In questi anni è poi aumentata la difficoltà di inserimento lavorativo per i giovani fra 15 e 29 anni per cui solo ormai nelle regioni più ricche lavorano più degli anziani. Nel Sud, ma anche nel Centro del Paese, la crescita della disoccupazione giovanile ha portato a un’inversione dei tassi di occupazione fra giovani e anziani. E non è un aumento di scolarità, perché il tasso di abbandono scolastico resta intorno al 18% in tutto il territorio nazionale. Per quanto riguarda poi l’occupazione femminile, le “tre Italie” presentano differenze ancor più marcate, passando da alti tassi paragonabili ai paesi più avanzati nel Nord, a tassi fra il 30-40% man mano che si scende a Sud.

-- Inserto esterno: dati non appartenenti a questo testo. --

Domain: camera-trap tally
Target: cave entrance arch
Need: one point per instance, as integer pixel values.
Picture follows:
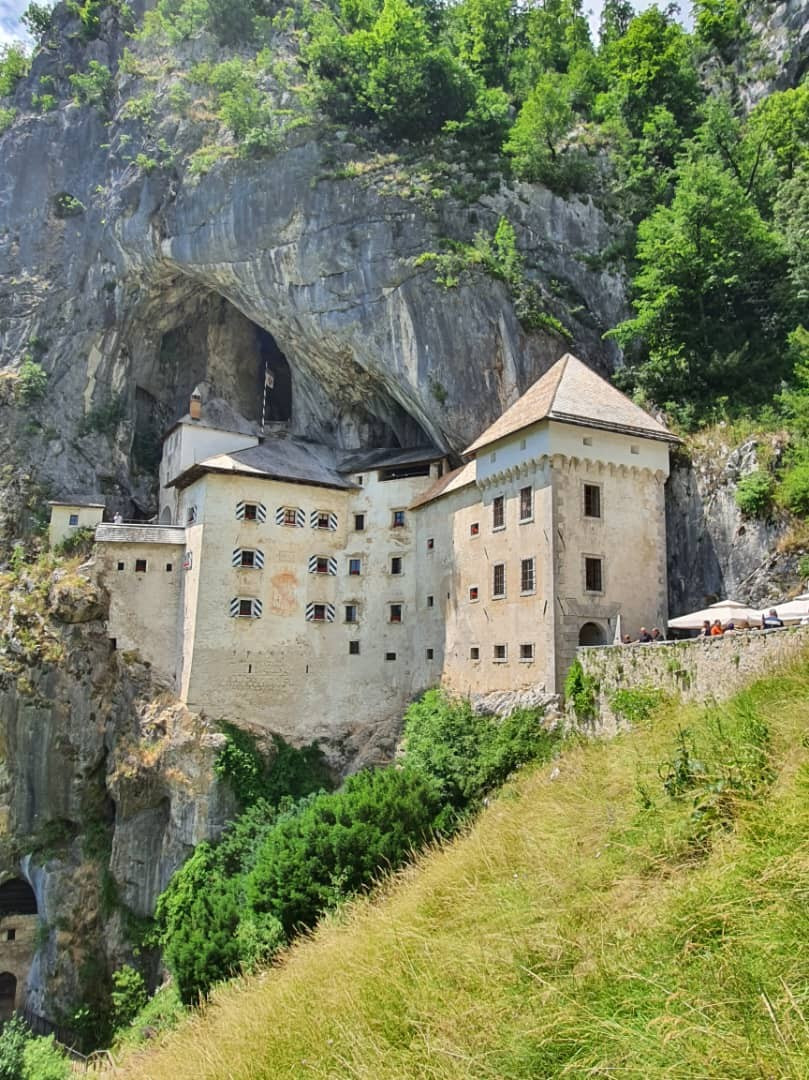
(17, 898)
(8, 995)
(591, 633)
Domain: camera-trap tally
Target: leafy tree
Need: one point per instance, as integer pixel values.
(710, 297)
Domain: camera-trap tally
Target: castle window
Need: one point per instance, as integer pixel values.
(243, 607)
(323, 520)
(498, 580)
(592, 500)
(527, 576)
(593, 575)
(498, 512)
(248, 558)
(320, 612)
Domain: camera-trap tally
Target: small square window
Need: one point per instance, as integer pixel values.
(592, 500)
(593, 576)
(498, 580)
(527, 576)
(498, 512)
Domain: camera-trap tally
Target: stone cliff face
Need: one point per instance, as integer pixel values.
(106, 783)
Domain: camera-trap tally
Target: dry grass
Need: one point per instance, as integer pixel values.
(574, 931)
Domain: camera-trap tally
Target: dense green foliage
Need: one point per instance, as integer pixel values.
(280, 867)
(26, 1056)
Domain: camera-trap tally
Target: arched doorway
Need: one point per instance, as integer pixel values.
(8, 995)
(591, 633)
(16, 898)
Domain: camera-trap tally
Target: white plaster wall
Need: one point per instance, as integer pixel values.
(144, 607)
(59, 527)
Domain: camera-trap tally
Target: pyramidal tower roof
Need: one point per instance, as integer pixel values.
(571, 392)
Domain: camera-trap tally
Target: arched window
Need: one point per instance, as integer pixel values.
(591, 633)
(8, 995)
(16, 898)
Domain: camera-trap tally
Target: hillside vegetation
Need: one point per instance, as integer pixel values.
(639, 907)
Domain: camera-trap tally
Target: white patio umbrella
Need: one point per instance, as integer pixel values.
(795, 609)
(725, 611)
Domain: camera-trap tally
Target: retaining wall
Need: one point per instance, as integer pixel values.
(695, 670)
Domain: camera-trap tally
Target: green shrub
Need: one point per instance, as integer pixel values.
(754, 494)
(129, 995)
(469, 754)
(31, 382)
(581, 690)
(93, 86)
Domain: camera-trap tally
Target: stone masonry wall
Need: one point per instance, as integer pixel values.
(696, 670)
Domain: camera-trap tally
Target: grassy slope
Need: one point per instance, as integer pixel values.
(576, 930)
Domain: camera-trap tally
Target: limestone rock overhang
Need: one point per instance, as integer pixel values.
(570, 392)
(292, 460)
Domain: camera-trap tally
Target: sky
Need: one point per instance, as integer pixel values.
(11, 10)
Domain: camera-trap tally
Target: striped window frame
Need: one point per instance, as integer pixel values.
(327, 608)
(255, 607)
(331, 564)
(260, 511)
(257, 563)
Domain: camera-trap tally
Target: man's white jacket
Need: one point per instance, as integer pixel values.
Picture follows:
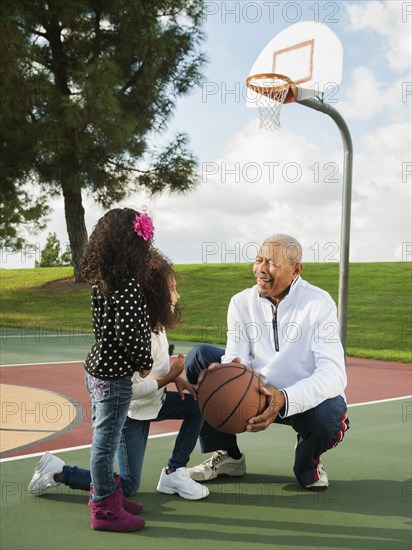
(295, 345)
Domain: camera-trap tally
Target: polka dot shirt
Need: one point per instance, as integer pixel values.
(122, 333)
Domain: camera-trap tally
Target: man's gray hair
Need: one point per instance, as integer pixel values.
(292, 247)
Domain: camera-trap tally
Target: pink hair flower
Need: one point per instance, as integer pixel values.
(143, 226)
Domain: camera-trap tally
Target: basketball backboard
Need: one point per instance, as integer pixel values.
(308, 53)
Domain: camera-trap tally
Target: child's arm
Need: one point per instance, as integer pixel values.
(146, 387)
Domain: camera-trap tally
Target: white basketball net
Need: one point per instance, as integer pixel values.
(270, 96)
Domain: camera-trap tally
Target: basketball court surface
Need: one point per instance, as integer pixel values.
(45, 406)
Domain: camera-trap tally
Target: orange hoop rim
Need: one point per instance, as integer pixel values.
(268, 91)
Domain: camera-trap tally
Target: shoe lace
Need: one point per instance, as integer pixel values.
(214, 459)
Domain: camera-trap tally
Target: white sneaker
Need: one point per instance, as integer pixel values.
(220, 464)
(179, 482)
(42, 479)
(322, 482)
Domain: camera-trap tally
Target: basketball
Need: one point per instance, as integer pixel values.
(229, 396)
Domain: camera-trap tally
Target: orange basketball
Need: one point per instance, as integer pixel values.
(229, 396)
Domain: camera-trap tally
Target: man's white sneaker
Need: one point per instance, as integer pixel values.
(42, 479)
(179, 482)
(220, 464)
(322, 482)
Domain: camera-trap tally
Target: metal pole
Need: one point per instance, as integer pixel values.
(320, 105)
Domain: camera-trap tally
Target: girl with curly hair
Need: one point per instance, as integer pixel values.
(151, 402)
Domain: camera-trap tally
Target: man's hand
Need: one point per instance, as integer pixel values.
(276, 400)
(211, 367)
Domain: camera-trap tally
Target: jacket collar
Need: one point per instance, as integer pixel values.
(289, 296)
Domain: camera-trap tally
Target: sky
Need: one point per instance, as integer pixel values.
(254, 183)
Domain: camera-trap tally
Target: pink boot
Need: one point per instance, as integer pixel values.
(128, 505)
(109, 515)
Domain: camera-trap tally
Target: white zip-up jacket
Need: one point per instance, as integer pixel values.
(295, 345)
(147, 399)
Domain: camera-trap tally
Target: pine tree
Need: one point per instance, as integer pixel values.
(92, 82)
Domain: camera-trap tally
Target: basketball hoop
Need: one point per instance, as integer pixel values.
(272, 91)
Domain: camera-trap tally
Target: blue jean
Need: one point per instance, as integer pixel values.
(133, 442)
(110, 403)
(318, 429)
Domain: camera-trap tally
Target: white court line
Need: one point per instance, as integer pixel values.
(37, 364)
(68, 449)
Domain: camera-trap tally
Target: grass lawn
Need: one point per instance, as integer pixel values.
(379, 316)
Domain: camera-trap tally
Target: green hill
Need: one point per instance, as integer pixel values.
(379, 315)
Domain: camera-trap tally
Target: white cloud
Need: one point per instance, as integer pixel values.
(390, 20)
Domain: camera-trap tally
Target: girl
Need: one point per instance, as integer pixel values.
(151, 402)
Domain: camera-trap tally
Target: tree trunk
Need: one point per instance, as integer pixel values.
(76, 228)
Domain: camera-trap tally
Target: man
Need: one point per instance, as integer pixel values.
(287, 330)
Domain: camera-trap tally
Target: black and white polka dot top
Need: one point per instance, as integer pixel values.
(122, 333)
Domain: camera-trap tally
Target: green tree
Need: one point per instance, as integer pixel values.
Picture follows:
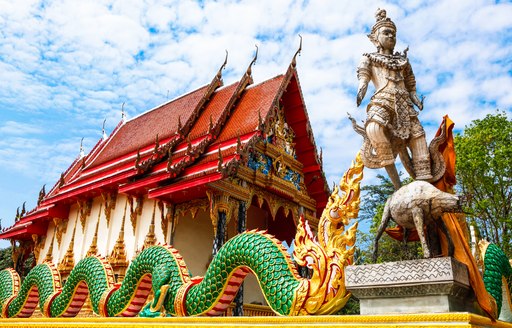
(484, 176)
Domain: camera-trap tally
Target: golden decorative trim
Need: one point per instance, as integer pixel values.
(391, 320)
(109, 199)
(220, 202)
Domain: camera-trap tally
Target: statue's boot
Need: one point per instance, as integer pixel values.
(421, 159)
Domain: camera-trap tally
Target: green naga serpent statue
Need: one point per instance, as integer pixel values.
(161, 269)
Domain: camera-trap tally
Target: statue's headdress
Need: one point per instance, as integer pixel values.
(381, 20)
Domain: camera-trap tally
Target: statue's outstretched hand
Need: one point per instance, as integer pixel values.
(361, 93)
(416, 100)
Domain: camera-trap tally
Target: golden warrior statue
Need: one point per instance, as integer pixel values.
(392, 123)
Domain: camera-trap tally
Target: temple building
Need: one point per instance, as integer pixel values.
(192, 172)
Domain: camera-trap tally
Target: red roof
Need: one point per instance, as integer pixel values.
(192, 129)
(142, 130)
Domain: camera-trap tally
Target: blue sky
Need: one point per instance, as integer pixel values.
(65, 66)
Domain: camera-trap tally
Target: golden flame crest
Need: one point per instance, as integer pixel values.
(331, 250)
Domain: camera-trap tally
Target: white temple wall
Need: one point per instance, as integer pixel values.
(256, 218)
(48, 240)
(142, 227)
(193, 238)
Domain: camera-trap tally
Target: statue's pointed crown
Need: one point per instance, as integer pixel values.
(381, 20)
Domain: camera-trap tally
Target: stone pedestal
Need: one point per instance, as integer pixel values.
(418, 286)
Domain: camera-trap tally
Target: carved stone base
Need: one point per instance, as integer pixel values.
(418, 286)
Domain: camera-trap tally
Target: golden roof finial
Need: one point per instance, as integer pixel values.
(219, 73)
(249, 69)
(150, 237)
(93, 249)
(297, 53)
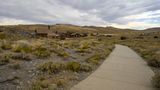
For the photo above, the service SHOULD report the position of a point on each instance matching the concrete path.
(122, 70)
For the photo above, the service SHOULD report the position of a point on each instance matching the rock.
(52, 87)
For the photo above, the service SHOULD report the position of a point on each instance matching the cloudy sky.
(137, 14)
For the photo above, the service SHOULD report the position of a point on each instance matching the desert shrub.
(22, 46)
(61, 52)
(2, 35)
(156, 80)
(4, 59)
(94, 59)
(41, 51)
(123, 38)
(15, 65)
(21, 56)
(51, 67)
(36, 85)
(59, 81)
(5, 45)
(85, 67)
(155, 36)
(73, 66)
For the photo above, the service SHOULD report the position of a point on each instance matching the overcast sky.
(137, 14)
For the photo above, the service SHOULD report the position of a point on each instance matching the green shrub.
(85, 67)
(2, 35)
(41, 51)
(94, 59)
(6, 45)
(4, 59)
(22, 46)
(15, 65)
(21, 56)
(156, 80)
(123, 38)
(73, 66)
(51, 67)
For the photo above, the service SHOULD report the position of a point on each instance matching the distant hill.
(157, 29)
(75, 28)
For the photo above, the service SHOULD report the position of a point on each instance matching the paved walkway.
(123, 70)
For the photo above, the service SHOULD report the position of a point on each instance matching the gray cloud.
(76, 11)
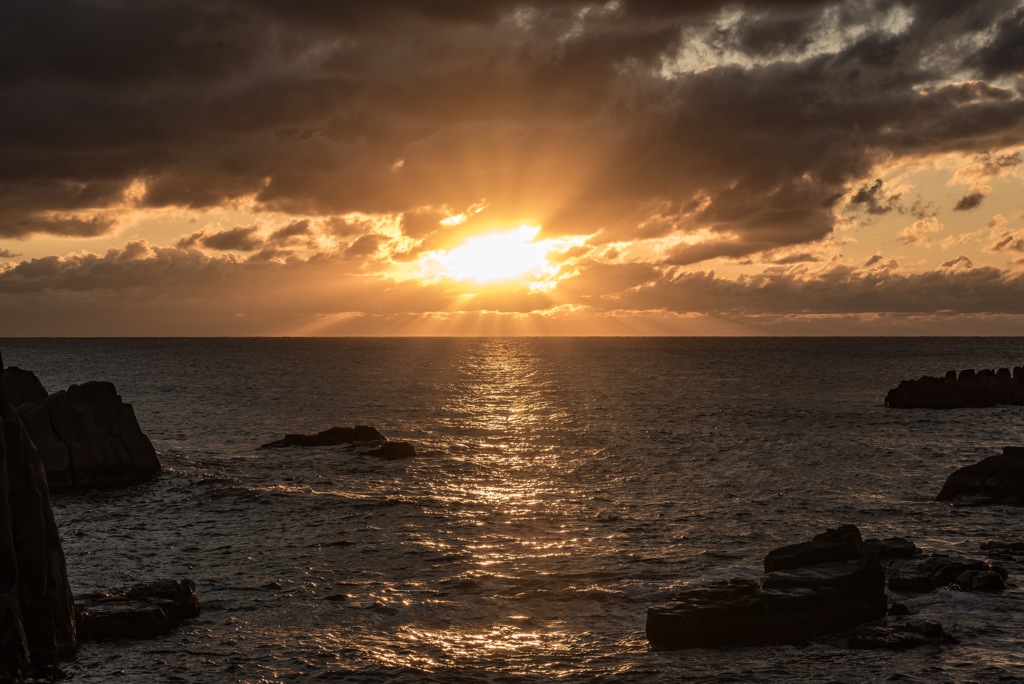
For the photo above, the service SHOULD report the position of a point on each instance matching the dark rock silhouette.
(360, 435)
(927, 573)
(330, 437)
(141, 611)
(819, 587)
(85, 435)
(894, 547)
(996, 479)
(37, 618)
(899, 636)
(967, 389)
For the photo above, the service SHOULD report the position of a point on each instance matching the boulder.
(899, 636)
(894, 547)
(393, 450)
(37, 620)
(996, 479)
(834, 545)
(86, 436)
(811, 590)
(141, 611)
(330, 437)
(969, 389)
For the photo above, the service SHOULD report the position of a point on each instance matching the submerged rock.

Allora la questione di dare ai lavoratori italiani regole, contratti, servizi e tutele pari ai lavoratori degli altri paesi europei resta ancora intatta. Servizi al lavoro pubblici e privati che siano valutati per l’efficacia con cui intervengono a sostegno dei periodi di difficoltà dei lavoratori, un sistema di ammortizzatori sociali finalizzato a sostenere il reddito delle persone perché restino attive nella ricerca di una nuova collocazione lavorativa, contratti che tutelino tutti i lavoratori senza creare divisioni fra precari e tutelati, trovano ancora nelle indicazioni della lezione di Biagi non solo ispirazione, ma indicazioni operative per migliore il nostro bisogno di relazione con la realtà, che è il fondo umano del lavoro.
Anche l’attenzione che in questo periodo c’è per la transizione scuola-lavoro e per l’apprendistato devono alla lezione di Biagi l’aver fatto emergere come siano le scuole (dalla formazione professionale alle università) le vere agenzie del lavoro che devono trovare nel rapporto con le realtà produttive del territorio una capacità di fare rete per realizzare fino in fondo il loro compito educativo.
La passione con cui Biagi ha affrontato questi temi, senza mai deflettere dal rigore scientifico di studioso, indica però una lezione che va oltre e attiene a una concezione del mondo che vede nel lavoro il punto principale in cui si afferma la persona, con il suo desiderio di relazione con la realtà e con gli altri. Qui sta la radice cristiana e sociale di un maestro che ha seguito la sua vocazione di essere utile agli altri senza badare al sacrificio di cui pure era paurosamente cosciente. Ha amato il suo lavoro fino in fondo e per questo ci ha insegnato come tutelare e amare il lavoro di tutti.
Questa grande lezione resta attuale per noi nel proseguire per dare al mercato del lavoro gli strumenti per garantire, con le sue regole, il rispetto e la tutela della persona. È stato per questo, lui che voleva un Paese che non avesse bisogno di eroi, un eroe della liberazione del lavoro.